Frederik Pohl, science fiction author and editor, dies at 93
Pohl wrote more than 40 novels, including The Space Merchants, written in the 1950s with Cyril Kornbluth, and 1978's Gateway, a winner of the Hugo Award for science fiction writing.


His wife, Elizabeth Hull, said that Pohl had died on Monday at a hospital after experiencing respiratory problems at his home in the Chicago suburb of Palatine.
Pohl wrote more than 40 novels, including The Space Merchants, written in the 1950s with Cyril Kornbluth, and 1978's Gateway, a winner of the Hugo Award for science fiction writing. He was a literary agent and editor before getting his own work published in science fiction magazines of the 1930s. He is credited with launching the careers of James Blish and Larry Niven.
"It is difficult to sum up the significance of Frederik Pohl to the science fiction field in a few words," Pohl's editor James Frenkel said in an obituary released by the family. "He was instrumental to the flowering of the field in the mid-to-late 20th century, and it is hard to dispute that the field would be much the poorer without his talent and remarkable body of work as a magazine and book editor, a collaborator and a solo author."

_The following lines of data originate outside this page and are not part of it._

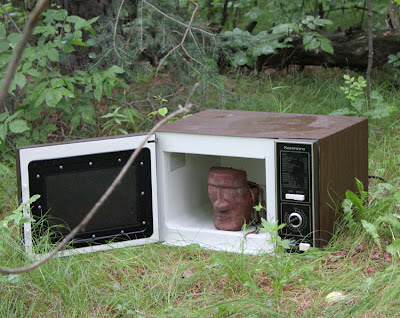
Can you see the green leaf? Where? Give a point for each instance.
(4, 46)
(3, 132)
(20, 80)
(78, 43)
(108, 89)
(163, 111)
(3, 32)
(360, 188)
(327, 46)
(393, 248)
(53, 96)
(322, 22)
(18, 126)
(3, 116)
(355, 200)
(98, 92)
(13, 39)
(87, 113)
(116, 69)
(240, 58)
(372, 230)
(314, 43)
(33, 113)
(284, 28)
(53, 56)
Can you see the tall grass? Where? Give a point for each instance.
(163, 281)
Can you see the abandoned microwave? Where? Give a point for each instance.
(304, 164)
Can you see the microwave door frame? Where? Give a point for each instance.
(26, 155)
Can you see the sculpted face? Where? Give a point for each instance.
(232, 198)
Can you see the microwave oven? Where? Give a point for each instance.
(303, 163)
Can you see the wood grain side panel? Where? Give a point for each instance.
(343, 157)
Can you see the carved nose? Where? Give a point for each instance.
(221, 204)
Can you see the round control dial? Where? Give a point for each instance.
(295, 220)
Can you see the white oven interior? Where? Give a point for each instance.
(186, 212)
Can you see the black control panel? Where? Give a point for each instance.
(294, 192)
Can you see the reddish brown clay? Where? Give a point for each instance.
(232, 198)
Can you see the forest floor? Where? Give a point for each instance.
(351, 276)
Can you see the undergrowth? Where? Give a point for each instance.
(355, 275)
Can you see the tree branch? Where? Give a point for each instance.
(12, 67)
(370, 53)
(10, 18)
(107, 193)
(189, 26)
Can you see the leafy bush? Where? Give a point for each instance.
(46, 96)
(354, 91)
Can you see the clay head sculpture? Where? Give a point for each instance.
(232, 198)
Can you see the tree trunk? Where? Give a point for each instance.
(350, 50)
(85, 9)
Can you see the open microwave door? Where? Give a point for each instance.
(71, 177)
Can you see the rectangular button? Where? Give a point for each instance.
(297, 197)
(304, 247)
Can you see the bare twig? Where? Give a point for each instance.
(189, 26)
(105, 196)
(10, 18)
(175, 20)
(12, 67)
(370, 53)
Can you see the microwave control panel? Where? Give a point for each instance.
(295, 193)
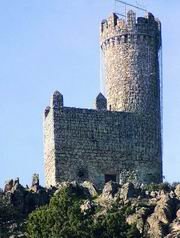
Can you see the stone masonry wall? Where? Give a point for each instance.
(122, 137)
(131, 68)
(90, 144)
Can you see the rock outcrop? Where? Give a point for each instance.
(153, 209)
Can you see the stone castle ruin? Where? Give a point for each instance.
(120, 139)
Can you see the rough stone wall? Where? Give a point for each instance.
(49, 138)
(124, 141)
(90, 144)
(130, 51)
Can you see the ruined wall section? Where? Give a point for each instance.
(131, 68)
(90, 144)
(49, 125)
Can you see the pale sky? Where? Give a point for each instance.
(48, 45)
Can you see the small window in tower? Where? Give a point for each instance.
(110, 177)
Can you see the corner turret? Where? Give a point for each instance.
(57, 101)
(101, 102)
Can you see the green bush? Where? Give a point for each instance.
(62, 218)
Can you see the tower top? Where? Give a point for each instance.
(114, 26)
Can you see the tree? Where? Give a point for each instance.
(63, 218)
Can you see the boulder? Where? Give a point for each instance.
(177, 191)
(109, 190)
(161, 217)
(127, 191)
(91, 188)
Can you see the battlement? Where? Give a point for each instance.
(115, 30)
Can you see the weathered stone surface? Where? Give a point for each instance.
(127, 191)
(161, 217)
(109, 190)
(122, 143)
(91, 188)
(177, 191)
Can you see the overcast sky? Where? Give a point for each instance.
(48, 45)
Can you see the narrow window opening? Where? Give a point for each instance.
(110, 177)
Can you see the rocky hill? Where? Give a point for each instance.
(154, 210)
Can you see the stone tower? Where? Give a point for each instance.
(120, 139)
(131, 67)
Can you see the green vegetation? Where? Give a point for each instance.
(63, 218)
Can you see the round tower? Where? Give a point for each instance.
(131, 68)
(131, 50)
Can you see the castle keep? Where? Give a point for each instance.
(120, 139)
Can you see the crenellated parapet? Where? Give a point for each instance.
(116, 31)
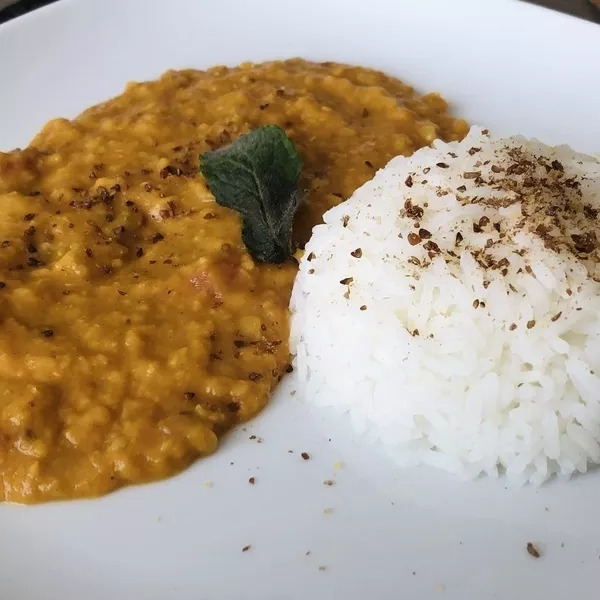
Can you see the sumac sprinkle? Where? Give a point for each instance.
(413, 239)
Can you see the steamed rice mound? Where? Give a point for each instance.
(452, 307)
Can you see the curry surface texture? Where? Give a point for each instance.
(134, 326)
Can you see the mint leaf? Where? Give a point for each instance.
(257, 176)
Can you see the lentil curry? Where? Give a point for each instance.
(134, 327)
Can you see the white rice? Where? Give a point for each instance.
(449, 358)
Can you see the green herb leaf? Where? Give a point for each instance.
(257, 176)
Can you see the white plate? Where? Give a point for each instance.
(416, 534)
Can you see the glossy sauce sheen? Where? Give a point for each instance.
(134, 327)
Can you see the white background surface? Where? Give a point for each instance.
(505, 65)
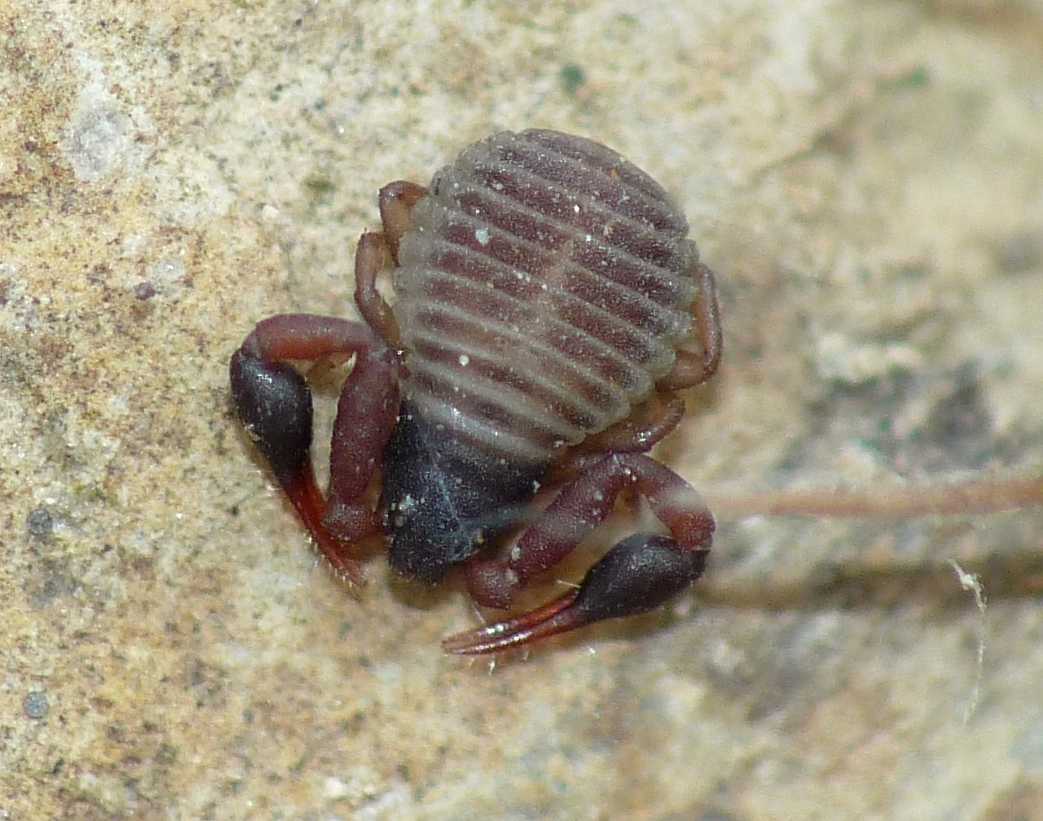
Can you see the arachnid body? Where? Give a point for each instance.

Pohl's career began in 1937 with the sale of a poem, Elegy to a Dead Satellite: Luna, to Amazing Stories magazine. He went on to edit Astonishing Stories, Super Science Stories, Galaxy and If magazines, as well as an original anthology series, Star Science Fiction. As a book editor, he worked on Samuel Delaney's Dhalgren and Joanna Russ' The Female Man.
As a literary agent, Pohl represented Isaac Asimov, Algis Budrys, Hal Clement, Fritz Leiber and John Wyndham.